Mali : le président déchu est parti

Géopolitique

Les militaires ayant pris le pouvoir au Mali sont parvenus à se débarrasser de l’ancien président du pays, Ibrahim Boubacar Keïta. En effet, ce dernier s’est envolé récemment de Bamako afin de se rendre aux Émirats arabes unis pour s’y faire soigner, et cela deux semaines à la suite de son renversement causé par une junte, qui d’ailleurs a donné des signes favorables pour une transition vers un pouvoir civil.

Un départ à l’étranger vers Abou Dhabi

La famille de l’ancien président malien a validé l’information : Ibrahim Boubacar Keïta est parti dans un avion avec deux autres personnes (dont on ne connaît pas l’identité) dans la capitale des Émirats arabes unis, Abou Dhabi. Son départ a été accepté pour des causes humanitaires, sous réserve de certaines conditions, que n’a pas précisé la junte.

Ce départ pour des soins à l’étranger, avait déjà été évoqué à la suite de la chute de l’ancien président. Il s’est précisé au début du mois de septembre avec une hospitalisation dans une clinique de Bamako dont Ibrahim Boubacar Keïta s’en est allé au bout de deux jours.

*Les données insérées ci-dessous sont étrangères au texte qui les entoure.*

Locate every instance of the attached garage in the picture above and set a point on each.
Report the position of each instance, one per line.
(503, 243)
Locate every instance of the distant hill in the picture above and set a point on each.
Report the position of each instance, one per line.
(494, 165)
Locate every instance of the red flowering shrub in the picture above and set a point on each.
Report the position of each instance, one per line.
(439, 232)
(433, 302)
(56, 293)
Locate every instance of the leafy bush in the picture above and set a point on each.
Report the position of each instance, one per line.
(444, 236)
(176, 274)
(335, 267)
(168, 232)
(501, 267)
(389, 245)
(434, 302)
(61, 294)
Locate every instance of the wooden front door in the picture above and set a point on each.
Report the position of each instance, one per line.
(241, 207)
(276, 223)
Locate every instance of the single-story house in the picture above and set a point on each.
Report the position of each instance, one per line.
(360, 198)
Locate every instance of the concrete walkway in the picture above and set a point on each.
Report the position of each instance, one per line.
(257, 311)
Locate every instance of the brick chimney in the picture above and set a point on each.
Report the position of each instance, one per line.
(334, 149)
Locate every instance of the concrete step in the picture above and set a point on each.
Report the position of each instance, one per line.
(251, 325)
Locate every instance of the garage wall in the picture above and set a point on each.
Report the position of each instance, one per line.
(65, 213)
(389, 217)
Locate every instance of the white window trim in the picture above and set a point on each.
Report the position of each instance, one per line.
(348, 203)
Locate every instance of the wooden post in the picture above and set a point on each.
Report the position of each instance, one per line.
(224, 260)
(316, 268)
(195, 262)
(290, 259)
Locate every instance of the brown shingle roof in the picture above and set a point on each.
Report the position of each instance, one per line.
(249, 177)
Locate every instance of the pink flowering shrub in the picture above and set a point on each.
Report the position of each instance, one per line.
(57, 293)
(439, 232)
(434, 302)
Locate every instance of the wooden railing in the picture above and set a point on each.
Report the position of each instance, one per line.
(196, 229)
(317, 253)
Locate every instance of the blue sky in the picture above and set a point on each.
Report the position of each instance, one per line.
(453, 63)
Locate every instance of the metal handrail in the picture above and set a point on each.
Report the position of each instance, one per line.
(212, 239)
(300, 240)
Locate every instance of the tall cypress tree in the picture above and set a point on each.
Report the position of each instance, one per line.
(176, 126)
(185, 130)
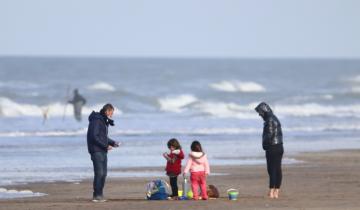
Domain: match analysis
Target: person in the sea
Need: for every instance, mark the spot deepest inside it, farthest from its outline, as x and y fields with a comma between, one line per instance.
x=198, y=166
x=173, y=164
x=78, y=102
x=99, y=144
x=272, y=143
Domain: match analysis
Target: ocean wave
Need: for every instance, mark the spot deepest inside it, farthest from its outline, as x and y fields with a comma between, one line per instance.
x=103, y=86
x=9, y=108
x=355, y=79
x=314, y=109
x=226, y=110
x=9, y=194
x=187, y=131
x=238, y=86
x=176, y=103
x=233, y=110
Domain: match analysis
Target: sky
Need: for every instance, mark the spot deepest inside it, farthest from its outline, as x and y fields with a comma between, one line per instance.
x=183, y=28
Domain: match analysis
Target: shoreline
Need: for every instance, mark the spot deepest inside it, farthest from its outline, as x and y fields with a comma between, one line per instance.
x=326, y=180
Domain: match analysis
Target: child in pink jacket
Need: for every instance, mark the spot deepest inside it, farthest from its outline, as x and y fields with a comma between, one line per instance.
x=198, y=165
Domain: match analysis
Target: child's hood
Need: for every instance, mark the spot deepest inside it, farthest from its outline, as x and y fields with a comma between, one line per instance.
x=198, y=157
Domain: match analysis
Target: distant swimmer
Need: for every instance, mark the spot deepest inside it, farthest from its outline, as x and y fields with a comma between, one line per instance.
x=78, y=102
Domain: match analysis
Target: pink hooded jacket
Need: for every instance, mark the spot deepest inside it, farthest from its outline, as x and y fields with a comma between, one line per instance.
x=197, y=162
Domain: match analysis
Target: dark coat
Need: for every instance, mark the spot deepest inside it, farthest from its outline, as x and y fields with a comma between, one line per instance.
x=272, y=133
x=97, y=135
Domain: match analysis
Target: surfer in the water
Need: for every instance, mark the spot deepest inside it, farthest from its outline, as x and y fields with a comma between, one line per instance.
x=78, y=102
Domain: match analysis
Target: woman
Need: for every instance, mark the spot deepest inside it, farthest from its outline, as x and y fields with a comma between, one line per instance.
x=272, y=143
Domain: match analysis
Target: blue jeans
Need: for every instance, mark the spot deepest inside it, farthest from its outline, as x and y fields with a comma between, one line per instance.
x=99, y=160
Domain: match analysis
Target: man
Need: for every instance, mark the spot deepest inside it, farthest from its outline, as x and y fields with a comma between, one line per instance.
x=78, y=102
x=272, y=143
x=99, y=144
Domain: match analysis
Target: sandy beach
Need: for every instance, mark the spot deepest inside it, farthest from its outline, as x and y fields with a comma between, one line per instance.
x=326, y=180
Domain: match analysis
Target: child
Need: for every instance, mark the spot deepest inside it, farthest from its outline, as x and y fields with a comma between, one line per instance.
x=173, y=165
x=198, y=166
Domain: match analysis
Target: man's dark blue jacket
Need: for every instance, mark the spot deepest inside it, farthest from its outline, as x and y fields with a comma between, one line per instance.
x=97, y=135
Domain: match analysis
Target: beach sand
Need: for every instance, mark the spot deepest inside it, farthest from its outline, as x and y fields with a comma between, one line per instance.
x=326, y=180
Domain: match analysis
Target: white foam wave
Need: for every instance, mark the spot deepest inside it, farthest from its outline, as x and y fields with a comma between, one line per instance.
x=238, y=86
x=313, y=109
x=9, y=194
x=355, y=89
x=103, y=86
x=225, y=110
x=9, y=108
x=176, y=103
x=355, y=79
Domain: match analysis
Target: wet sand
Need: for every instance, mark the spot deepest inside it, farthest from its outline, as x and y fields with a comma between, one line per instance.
x=326, y=180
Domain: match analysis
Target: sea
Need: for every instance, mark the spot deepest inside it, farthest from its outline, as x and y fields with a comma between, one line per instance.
x=155, y=99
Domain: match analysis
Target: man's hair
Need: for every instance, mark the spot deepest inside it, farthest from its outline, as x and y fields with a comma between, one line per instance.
x=196, y=146
x=106, y=107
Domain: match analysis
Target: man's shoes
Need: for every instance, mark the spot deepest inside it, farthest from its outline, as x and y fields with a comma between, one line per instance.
x=98, y=199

Touché par un court accident vasculaire cérébral

L’engagement de son départ s’est fait après des échanges avec le médiateur de la Cédéao (il s’agit de Goodluck Jonathan, ancien président nigérian) auprès des autorités du pays à la fin du mois d’août. Son départ avait déjà été abordé à la suite de sa chute. Après ce court AVC et son hospitalisation à Bamako, il n’a fait que se préciser.

L’ancien président a été victime d’un accident ischémique transitoire. Il s’agit d’un AVC durant seulement quelques minutes mais étant un signal par rapport à un éventuel futur infarctus.

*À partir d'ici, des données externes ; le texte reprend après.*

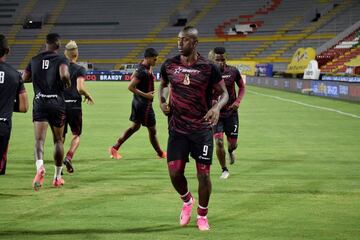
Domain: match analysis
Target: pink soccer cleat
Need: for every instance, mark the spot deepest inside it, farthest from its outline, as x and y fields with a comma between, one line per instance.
x=203, y=223
x=163, y=155
x=186, y=213
x=58, y=182
x=39, y=178
x=114, y=153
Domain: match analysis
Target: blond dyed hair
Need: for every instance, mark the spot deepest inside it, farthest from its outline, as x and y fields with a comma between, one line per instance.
x=71, y=50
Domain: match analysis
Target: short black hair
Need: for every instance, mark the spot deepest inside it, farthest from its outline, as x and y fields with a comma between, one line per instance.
x=53, y=38
x=219, y=50
x=150, y=52
x=4, y=47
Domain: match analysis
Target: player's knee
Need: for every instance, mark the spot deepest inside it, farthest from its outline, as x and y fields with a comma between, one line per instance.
x=232, y=147
x=152, y=131
x=135, y=127
x=204, y=178
x=176, y=168
x=219, y=142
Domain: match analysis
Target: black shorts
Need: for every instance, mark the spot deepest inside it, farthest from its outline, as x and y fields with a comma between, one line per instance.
x=74, y=120
x=55, y=116
x=4, y=142
x=143, y=113
x=229, y=125
x=199, y=145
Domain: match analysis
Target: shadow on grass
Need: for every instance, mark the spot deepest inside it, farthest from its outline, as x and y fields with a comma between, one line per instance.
x=138, y=230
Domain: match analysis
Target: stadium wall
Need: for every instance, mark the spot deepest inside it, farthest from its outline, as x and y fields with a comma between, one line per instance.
x=331, y=89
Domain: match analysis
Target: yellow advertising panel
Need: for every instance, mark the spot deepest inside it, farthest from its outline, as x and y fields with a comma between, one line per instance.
x=355, y=62
x=300, y=60
x=245, y=67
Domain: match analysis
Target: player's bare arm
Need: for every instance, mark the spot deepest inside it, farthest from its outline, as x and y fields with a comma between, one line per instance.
x=65, y=75
x=132, y=88
x=82, y=90
x=212, y=116
x=241, y=86
x=23, y=102
x=163, y=96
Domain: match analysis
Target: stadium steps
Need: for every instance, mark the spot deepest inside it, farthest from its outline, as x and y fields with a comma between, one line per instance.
x=265, y=9
x=17, y=26
x=164, y=52
x=337, y=64
x=35, y=48
x=307, y=32
x=133, y=55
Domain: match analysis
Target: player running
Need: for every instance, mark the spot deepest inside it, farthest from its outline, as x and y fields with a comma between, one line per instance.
x=191, y=79
x=49, y=73
x=229, y=119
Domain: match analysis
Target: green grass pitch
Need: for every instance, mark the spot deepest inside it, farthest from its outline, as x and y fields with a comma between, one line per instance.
x=297, y=176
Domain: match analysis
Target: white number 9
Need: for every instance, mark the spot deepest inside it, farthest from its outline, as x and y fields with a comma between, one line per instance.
x=205, y=150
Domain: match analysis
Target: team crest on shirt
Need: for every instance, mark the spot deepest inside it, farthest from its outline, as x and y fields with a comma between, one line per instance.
x=226, y=76
x=186, y=80
x=185, y=70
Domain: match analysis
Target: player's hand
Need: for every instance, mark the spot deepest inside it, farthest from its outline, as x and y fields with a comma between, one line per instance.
x=212, y=116
x=67, y=84
x=234, y=106
x=150, y=95
x=88, y=99
x=165, y=108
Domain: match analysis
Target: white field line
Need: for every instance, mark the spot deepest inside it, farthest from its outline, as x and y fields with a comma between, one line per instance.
x=307, y=105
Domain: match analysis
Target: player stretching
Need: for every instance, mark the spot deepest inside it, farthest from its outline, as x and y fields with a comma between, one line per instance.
x=192, y=79
x=142, y=85
x=11, y=89
x=73, y=102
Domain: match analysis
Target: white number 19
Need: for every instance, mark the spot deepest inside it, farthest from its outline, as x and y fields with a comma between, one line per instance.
x=45, y=64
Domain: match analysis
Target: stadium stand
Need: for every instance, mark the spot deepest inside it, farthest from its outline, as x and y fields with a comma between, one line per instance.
x=111, y=33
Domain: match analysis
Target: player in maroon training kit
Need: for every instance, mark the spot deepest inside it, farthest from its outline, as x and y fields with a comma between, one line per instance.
x=192, y=79
x=49, y=73
x=142, y=112
x=11, y=89
x=229, y=119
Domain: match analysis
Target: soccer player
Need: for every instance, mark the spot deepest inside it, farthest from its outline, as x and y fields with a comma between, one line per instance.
x=73, y=102
x=190, y=78
x=142, y=85
x=11, y=89
x=49, y=73
x=229, y=119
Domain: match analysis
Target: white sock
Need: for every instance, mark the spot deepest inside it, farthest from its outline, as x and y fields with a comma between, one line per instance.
x=39, y=163
x=57, y=172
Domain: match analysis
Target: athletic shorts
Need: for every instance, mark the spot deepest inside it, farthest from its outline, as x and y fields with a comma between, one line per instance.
x=198, y=145
x=4, y=142
x=229, y=125
x=143, y=113
x=55, y=116
x=74, y=120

La promesse de la junte vers un pouvoir civil

Les militaires qui ont pris le pouvoir sont loin d’avoir les mains libres. Pressé par la communauté internationale, mais aussi et surtout par les pays voisins ouest-africains, la junte a débuté des échanges à Bamako par rapport à la transition, qui doivent s’étaler sur plusieurs jours.

Le Comité national pour le salut du peuple, créé par les putschistes, a affirmé qu’une nouvelle page du pays s’écrivant actuellement. Le nouveau pouvoir a déclaré que la phase essentielle demande une grande réflexion et l’implication de toute la nation. Néanmoins, il faut signaler qu’il n’y a pas de représentant de la Coordination des mouvements de l’Azawad dans ce comité. Pour rappel, il s’agit de l’ancienne rébellion touareg, acteur majeur de l’accord de paix il y a cinq ans. Dans un écrit, le groupe affirme que les mesures de confiance obligatoires pour façonner un accord par rapport au partage des responsabilités n’est pas au goût du jour. Ainsi, il est nécessaire que le processus intègre des concertations participatives et consensuelles, pour une transition apaisée vers un pouvoir civil dans le pays.

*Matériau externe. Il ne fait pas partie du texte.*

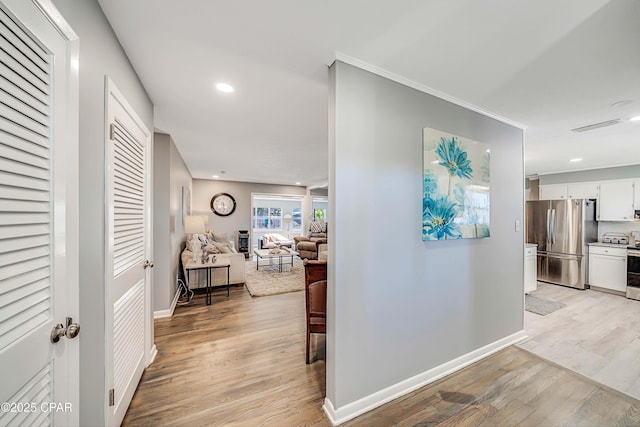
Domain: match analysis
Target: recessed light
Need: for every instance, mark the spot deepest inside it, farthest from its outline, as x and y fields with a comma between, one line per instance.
x=224, y=87
x=621, y=103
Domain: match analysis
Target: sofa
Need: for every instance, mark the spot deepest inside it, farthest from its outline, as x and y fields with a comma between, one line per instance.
x=307, y=246
x=224, y=251
x=271, y=240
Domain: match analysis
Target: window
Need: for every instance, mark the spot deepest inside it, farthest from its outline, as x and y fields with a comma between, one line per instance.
x=267, y=218
x=296, y=223
x=320, y=206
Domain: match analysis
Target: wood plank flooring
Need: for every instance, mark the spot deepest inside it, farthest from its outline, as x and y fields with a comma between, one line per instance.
x=597, y=335
x=240, y=362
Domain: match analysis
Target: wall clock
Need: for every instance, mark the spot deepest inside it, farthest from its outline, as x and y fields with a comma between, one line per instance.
x=223, y=204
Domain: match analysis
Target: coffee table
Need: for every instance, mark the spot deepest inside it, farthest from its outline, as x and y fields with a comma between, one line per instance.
x=274, y=259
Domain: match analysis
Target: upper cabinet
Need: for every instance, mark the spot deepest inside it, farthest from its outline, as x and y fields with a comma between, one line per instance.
x=616, y=201
x=579, y=190
x=553, y=192
x=583, y=190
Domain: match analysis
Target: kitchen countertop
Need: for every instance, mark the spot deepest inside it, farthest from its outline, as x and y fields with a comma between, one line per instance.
x=611, y=245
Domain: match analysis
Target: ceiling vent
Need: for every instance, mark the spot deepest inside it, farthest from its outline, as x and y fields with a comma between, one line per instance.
x=596, y=125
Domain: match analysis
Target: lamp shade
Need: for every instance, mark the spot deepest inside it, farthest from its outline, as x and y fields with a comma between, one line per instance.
x=193, y=224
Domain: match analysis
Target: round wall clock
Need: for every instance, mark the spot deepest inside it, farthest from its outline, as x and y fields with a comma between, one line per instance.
x=223, y=204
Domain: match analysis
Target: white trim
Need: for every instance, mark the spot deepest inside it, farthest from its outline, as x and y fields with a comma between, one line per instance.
x=372, y=401
x=422, y=88
x=152, y=355
x=56, y=19
x=168, y=312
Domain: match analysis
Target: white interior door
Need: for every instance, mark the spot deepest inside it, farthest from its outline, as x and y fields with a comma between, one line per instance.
x=128, y=225
x=38, y=214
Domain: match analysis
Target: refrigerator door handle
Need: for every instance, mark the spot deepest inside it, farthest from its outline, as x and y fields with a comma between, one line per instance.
x=553, y=226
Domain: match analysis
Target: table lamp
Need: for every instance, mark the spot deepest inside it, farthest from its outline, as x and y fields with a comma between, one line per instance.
x=194, y=225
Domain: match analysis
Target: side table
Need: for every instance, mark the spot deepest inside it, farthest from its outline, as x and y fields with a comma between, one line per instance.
x=209, y=267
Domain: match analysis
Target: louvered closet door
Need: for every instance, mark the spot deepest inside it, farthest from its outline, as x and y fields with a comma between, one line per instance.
x=128, y=225
x=38, y=219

Emmanuel Macron pour sa part souhaité la mise en œuvre d’une transition politique civile, avec une seule condition : une lutte féroce face au terrorisme. La transition en direction d’un pouvoir civil est encore longue mais la junte en a fait la promesse. Il reste désormais à déterminer l’étendue et la forme de cette transition, qui sont toujours à l’heure actuelle deux aspects sensibles avec la Communauté économique des États de l’Afrique de l’ouest. Effectivement, la Cédéao a récemment sanctionné les tous récents leaders militaires du Mali.